The Unnatural World runs for forty minutes less than Deathconsciousness did, which makes its descent from Barrett's lonely Connecticut bedroom into the pits of hell less devastating. The glimpse at the band's eternal misery is minimised, and the vantage point is informed. There are only two truly blistering moments, the first being post-punk jam 'Defenstration Song', which brings the band's fear of being followed to life, uniting around the most simplistic lyric they've penned yet: "Get off my back!". Sirens blare through the song before it slows, like the comedown of a heartbeat, into a stony outro. It's coupled with 'Unholy Life', a surprising burst of euphoria on a record of ascetic terror. It opens with the least treated guitar riff in Have a Nice Life's discography before busting out one that skirts into the darker side of Interpol's Turn On The Bright Lights. The vocals are eventually lost in the song's tunnel of thick-layered shoegaze, but for a different kind of noise; it's a heavenly racket. 'Unholy Life' has a misleading cadence, as well – it has its own sense of finality, and its own sense of hope. It belongs to a different record.

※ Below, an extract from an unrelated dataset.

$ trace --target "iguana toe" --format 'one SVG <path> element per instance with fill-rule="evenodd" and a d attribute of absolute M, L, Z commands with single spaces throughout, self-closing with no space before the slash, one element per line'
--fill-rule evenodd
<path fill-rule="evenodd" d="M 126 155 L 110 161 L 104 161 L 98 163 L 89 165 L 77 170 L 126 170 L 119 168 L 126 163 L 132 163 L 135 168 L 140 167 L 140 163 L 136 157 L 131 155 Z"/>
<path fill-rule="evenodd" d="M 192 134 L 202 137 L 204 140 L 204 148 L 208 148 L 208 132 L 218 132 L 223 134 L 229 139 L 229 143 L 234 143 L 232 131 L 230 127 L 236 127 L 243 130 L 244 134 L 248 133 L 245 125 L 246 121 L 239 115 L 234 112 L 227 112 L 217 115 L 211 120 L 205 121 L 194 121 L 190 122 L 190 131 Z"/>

Compared with those moments, the rest of The Unnatural World merely suspends tension. It builds its cacophony slowly and specifically, modelling it around the spectral, bell-ringing drone of 'Music Will Untune The Sky' and the disturbing noir of 'Cropsey', which takes after Barrett's solo project, Giles Corey, in sampling speech and contextualising it into scenes that make it even more horrific. The song features an interview with a patient of Pennhurst mental intuition, but the dialogue is made desolate by the ambience swelling around it. Barrett has a knack for making the human voice sound invisible; like 'Empty Churches' on Giles Corey, which featured a documentary monologue on ghosts and radio transmissions, 'Cropsey' uses spoken word to make its setting sound like a wasteland. Have a Nice Life's punishing aesthetic is familiar to The Unnatural World, but it's used tentatively, the band feeling for the space between the phenomenal and physical. The vocals still exist deeply in the soles of the music, but they make the record sound haunted rather than isolated; at times it's as if the power has been beaten out of Barrett and Macuga, but at others their voices are so resolute you turn around to check you're alone. 'Burial Society' is ghostly, unhinged by Barrett's chant of "It isn't real"; it's supposed to sound reassuring, but he slurs "real" as if he's praying. Another chant follows: "But it feels real!". They're two thoughts that juxtapose the difference between alive and dead, which is a distinction you can hear: the beat is as steady as they come, and as soft as Have a Nice Life make them, but the rest of the song is off-kilter, comprised of wobbly piano, numbed riffing and the duo's tragicomic howls.

The Unnatural World doesn't have the same significance as Deathconsciousness. As much can be deduced from its bookends: 'Guggenheim Wax Museum' is a brilliant, meta deconstruction of the sound Barrett and Macuga have made so sacred, and 'Emptiness Will Eat The Witch' is a sparse, subtly modulated ambient composition built around a handful of slithery guitar phrases and scattered percussive snaps. Both sound monolithic, but contain that hugeness rather than contribute it to something bigger. That isn't a problem as much as it is a symptom of how the record functions. Deathconsciousness was a masterpiece that came apart from what listeners knew about it, and meant different things depending on whether your copy came as a .zip or in the mail; The Unnatural World is just summed up by the beads of sweat it was made with and the shadows crawling over it. In a way that actually makes for a better record – one that is inherently terrifying, whether or not you know there's a secret plot out there to kill you. Which there definitely is.